Chapitre 21 : Si près du but
Ecrit par Auby88
Margareth IDOSSOU
Natitingou, la charmante région au relief majoritairement montagneux. On y découvre entre autres les tata somba (sorte de petits fortins construits en matériaux locaux), les chutes de Kota voire le parc du Pendjari et plein d'objets d'art. Mais je n'ai vraiment pas l'esprit à visiter quoi que ce soit. J'ai juste hâte de rencontrer cette soeur Jeannette.
Nous descendons du bus. David a opté pour un look assez décontracté qui lui va bien. Un polo noir sur une culotte jean, avec sur les yeux des lunettes très classes. Je ne manque pas de le complimenter. Des yeux de femmes le contemplent avec envie. Je comprends maintenant pourquoi les jeunes infirmières n'ont d'yeux que pour lui.
Nous allons déposer nos affaires à l'hôtel de Totora où nous avons réservé deux chambres, mangeons au restaurant de l'hôtel puis prenons la route de la Communauté des Soeurs de la Charité. Il nous reste quelques heures avant la tombée de la nuit.
David a insisté pour que nous nous déplaçons à l'aide de taxi-motos, même si j'aurais préféré louer une voiture.
La maison des sœurs n'est pas trop loin de l'hôtel. Elle est en bas d'une descente. Mon cœur bat tandis que nous nous approchons du portail. Il est fermé. David appuie un doigt contre la sonnerie. Une nonne vient nous ouvrir. Je demande d'après soeur Jeannette.
- C'est moi ! Que désirez-vous ?
Je demeure muette, ne sachant plus quoi dire.
- Pouvons nous entrer ? demande David. Nous souhaitons nous entretenir avec vous sur un sujet assez délicat.
- Entrez donc. Nous serons mieux sous cette paillote.
Elle indique un apatam près du portail, où nous allons nous asseoir. Je reprends peu à peu mes esprits et lui raconte le pourquoi de ma visite. Elle n'a aucun mal à se souvenir de ma fille et de la note que j'avais laissée.
- Votre fille était magnifique. J'étais tombée sous son charme. J'ai même eu du mal à me séparer d'elle. Mais j'étais quand même rassurée de la laisser entre les bonnes mains de cette jeune femme et de son mari. En lui remettant la petite, je lui ai également remis votre note.

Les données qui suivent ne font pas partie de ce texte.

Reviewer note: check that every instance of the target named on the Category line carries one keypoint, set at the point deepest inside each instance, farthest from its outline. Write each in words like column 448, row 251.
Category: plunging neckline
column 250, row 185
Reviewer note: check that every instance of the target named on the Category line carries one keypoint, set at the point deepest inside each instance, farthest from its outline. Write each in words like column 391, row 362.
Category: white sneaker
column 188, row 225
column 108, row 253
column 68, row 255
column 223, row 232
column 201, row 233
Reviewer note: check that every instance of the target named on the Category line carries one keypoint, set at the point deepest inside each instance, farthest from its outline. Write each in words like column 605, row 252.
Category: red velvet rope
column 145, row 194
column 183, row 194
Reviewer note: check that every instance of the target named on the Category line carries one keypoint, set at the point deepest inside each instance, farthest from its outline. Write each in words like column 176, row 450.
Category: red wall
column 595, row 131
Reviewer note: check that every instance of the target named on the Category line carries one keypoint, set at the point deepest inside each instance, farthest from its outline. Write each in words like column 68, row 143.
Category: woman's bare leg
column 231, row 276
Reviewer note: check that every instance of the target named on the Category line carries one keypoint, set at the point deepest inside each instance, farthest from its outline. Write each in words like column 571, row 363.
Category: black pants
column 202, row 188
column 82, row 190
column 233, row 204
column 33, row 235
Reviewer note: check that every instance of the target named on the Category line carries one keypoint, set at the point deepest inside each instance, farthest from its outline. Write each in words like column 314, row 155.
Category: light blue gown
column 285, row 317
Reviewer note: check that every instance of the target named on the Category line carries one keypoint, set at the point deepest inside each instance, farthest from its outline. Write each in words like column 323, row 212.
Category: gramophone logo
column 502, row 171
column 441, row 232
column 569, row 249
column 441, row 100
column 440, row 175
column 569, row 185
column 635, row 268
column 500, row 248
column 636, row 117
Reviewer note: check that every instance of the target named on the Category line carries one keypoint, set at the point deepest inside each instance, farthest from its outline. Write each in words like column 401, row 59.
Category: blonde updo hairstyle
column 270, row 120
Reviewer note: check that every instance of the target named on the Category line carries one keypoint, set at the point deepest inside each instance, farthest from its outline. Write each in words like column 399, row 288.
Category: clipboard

- Vraiment ! Alors, cette femme sait qui est la mère biologique de sa fille adoptive ?
- Oui.
J'inspire profondément.
- Vous vous rappelez du nom de ce couple ?

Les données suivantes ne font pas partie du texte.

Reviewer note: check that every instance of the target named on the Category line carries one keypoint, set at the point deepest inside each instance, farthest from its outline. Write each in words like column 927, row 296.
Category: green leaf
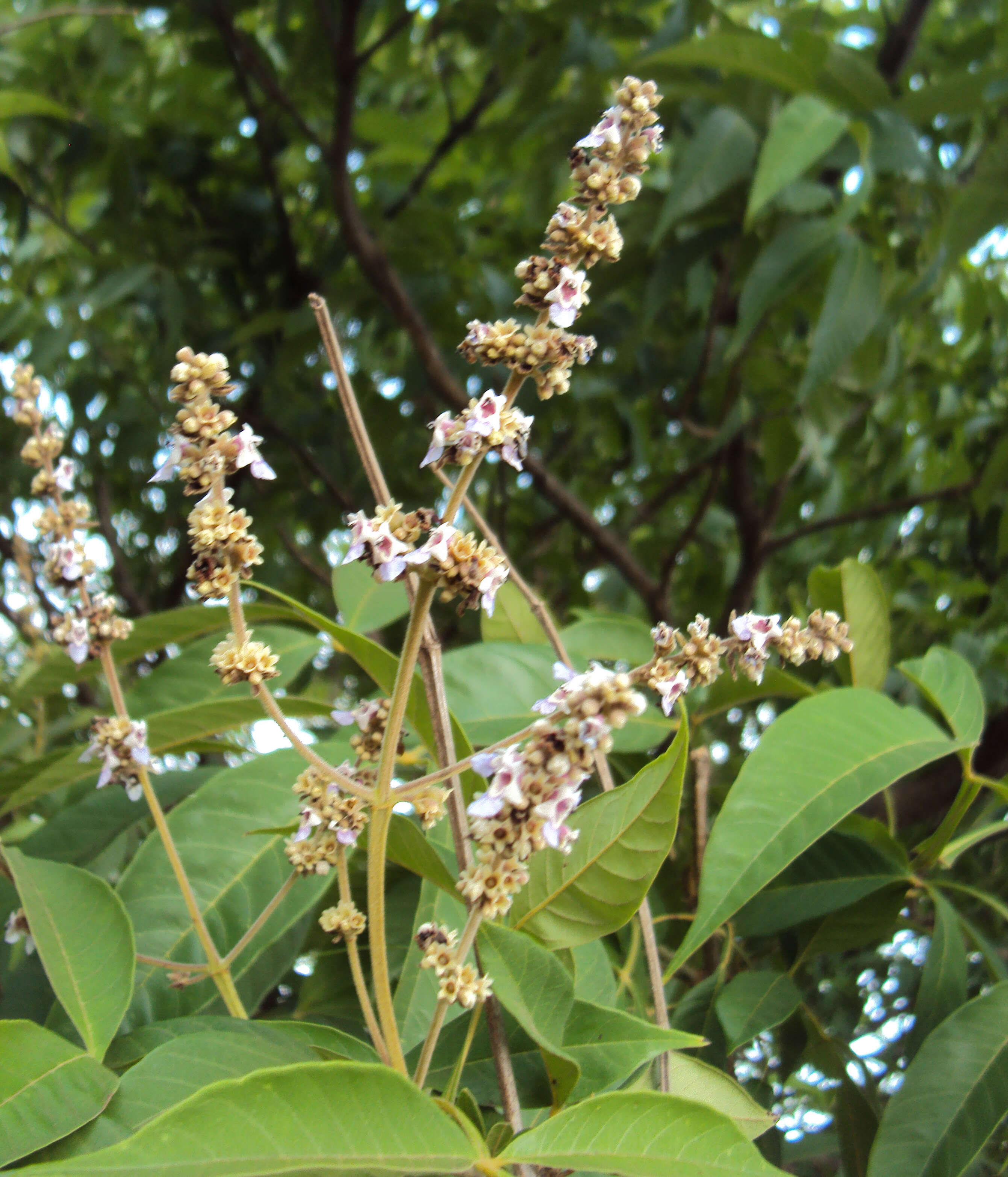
column 641, row 1134
column 749, row 54
column 233, row 879
column 539, row 992
column 949, row 684
column 318, row 1118
column 802, row 133
column 849, row 311
column 692, row 1079
column 854, row 591
column 364, row 603
column 166, row 731
column 19, row 103
column 609, row 1045
column 943, row 989
column 513, row 619
column 85, row 941
column 954, row 1095
column 174, row 1073
column 813, row 767
column 754, row 1002
column 625, row 837
column 779, row 270
column 833, row 874
column 719, row 156
column 327, row 1042
column 47, row 1089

Elle réfléchit. J'espère qu'elle me donnera une réponse positive.
- Je suis désolée, mais je n'arrive pas à m'en souvenir. Pourtant je l'avais longtemps gardé en mémoire. C'est un nom connu en tout cas, mais je ne m'en souviens plus.

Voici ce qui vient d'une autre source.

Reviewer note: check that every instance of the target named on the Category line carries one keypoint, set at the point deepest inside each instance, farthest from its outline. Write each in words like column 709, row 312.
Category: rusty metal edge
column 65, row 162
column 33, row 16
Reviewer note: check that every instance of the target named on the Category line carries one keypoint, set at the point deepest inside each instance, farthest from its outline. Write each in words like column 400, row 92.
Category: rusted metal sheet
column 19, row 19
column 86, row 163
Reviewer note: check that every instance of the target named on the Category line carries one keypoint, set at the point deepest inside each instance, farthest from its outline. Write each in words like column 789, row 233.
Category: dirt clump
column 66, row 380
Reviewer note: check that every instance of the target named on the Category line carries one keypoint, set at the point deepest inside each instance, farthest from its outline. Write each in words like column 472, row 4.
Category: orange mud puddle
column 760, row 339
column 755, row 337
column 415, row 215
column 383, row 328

- Faites un effort, je vous en prie. J'ai besoin de savoir.
Au bord des larmes, je suis.
- Rien ne me vient à l'esprit pour le moment !
- Je vous en supplie, dis-je en prenant ses mains, les secouant.
- Mélanie, Calme-toi ! me murmure David.
Je ne l'écoute pas.
- Il faut que vous vous en souveniez, ma soeur. C'est capital pour moi. Je n'en peux plus de ne rien savoir sur ma fille.
- Je vous assure que je ne m'en rappelle pas. Donnez-moi du temps. Je vous recontacterai plus tard si je m'en souviens.
Là, je pète les plombs. Je lâche sa main et hausse le ton.
- Mais je n'ai pas le temps ! Je commence à croire que vous savez quelque chose, mais que vous ne voulez rien me dire. Vous me trouvez indigne comme mère, n'est-ce pas ?
- Mélanie ! intervient David. Cela suffit.
- Vous ferez mieux de vous calmer et d'arrêter de me crier dessus. Je n'ai rien contre vous. Si vous devez vous en prendre à quelqu'un, c'est à vous-même pour avoir abandonné votre bébé.
Elle se lève et s'en va. Je ne la retiens pas. Je baisse la tête. Elle a raison. Je suis la seule à blâmer dans tout cela. Pourquoi ai-je tendance à vouloir culpabiliser le monde entier pour mon erreur à moi ?
Je soupire profondément. Dans mon désarroi, j'ai oublié que j'étais avec David. Je lève la tête, mais il n'est pas là. Je panique. Heureusement, je le vois revenir vers moi.
- J'ai cru que tu étais parti.
- Non, Mélanie. J'essayais d'arranger la situation.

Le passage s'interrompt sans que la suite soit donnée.